Any parent who’s undergone the NICU experience understands the profound grief that comes with a loss of agency. When all your parenting instincts to hold, rock and comfort the babe, must be tempered and only enacted once permission is granted, there is pain. Difficult too is handing over the loving labor of feeding and changing diapers to nurses and volunteers, because when you have other family and children at home, you can’t feasibly stay at the hospital 24-7. It is disorienting, and goes against all intuition.

During the beginning of my son’s hospitalization, when ventilators and central lines prohibited holding, I couldn’t really do much for my son except gaze at him. The only thing I had to offer as a parent, was my presence, looking at his face.

It was heartbreaking.

But as is mysteriously the case with most suffering, it was also strangely beautiful and illuminating.

“…The singularity of it, the courage and loneliness. But this is truest of the face of an infant…”

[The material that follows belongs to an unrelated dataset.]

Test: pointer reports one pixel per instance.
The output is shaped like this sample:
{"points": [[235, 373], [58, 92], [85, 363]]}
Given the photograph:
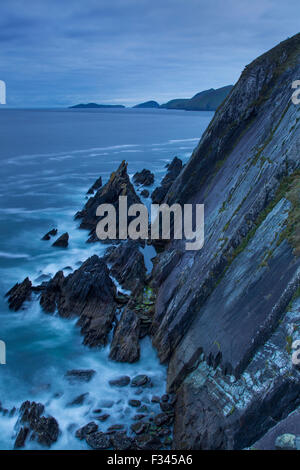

Those words echoed in my head. And in my remembrances of my time spent staring, other words now come to mind too.

In Principles of Catholic Theology, Pope Benedict the XVI states:

“It is only when life has been accepted and is perceived as accepted that it becomes also acceptable. Man is that strange creature that needs not just physical birth but also appreciation if he is to subsist . . . If an individual is to accept himself, someone must say to him: ‘It is good that you exist’ – must say it, not with words, but with that act of the entire being that we call love.”

“It is good that you exist.” While I couldn’t express this idea through the normal sleep deprivation, late night feeds, and cuddles that make up life with a newborn, I was definitely asserting that truth with my gaze. What was all that staring, if not an appreciation for the tiny fragile person before me?

The NICU, while painfully stripping me of important duties as a parent, also gave me space and time to focus on this one most important responsibility, appreciation.

With my son at home, I’m in the thick of the physical acts that mark such appreciation. But every now and then I find time to just gaze, to appreciate.

And I find myself gazing at my older daughters too. In addition to providing their basic physical needs, I’m also engaged in the tough work of discipline and trying to instill and model virtue.

All this work is important, but it will go to waste if my children do not first understand this truth: It is good that their lonely and courageous faces exist. It is good because they are children of God.

So I’ll keep on gazing.

Sarah Pitts is a dance artist and teacher in Madison, Alabama, and blogs about faith, motherhood and the creative process at sarahmakesahomeanddances.wordpress.com.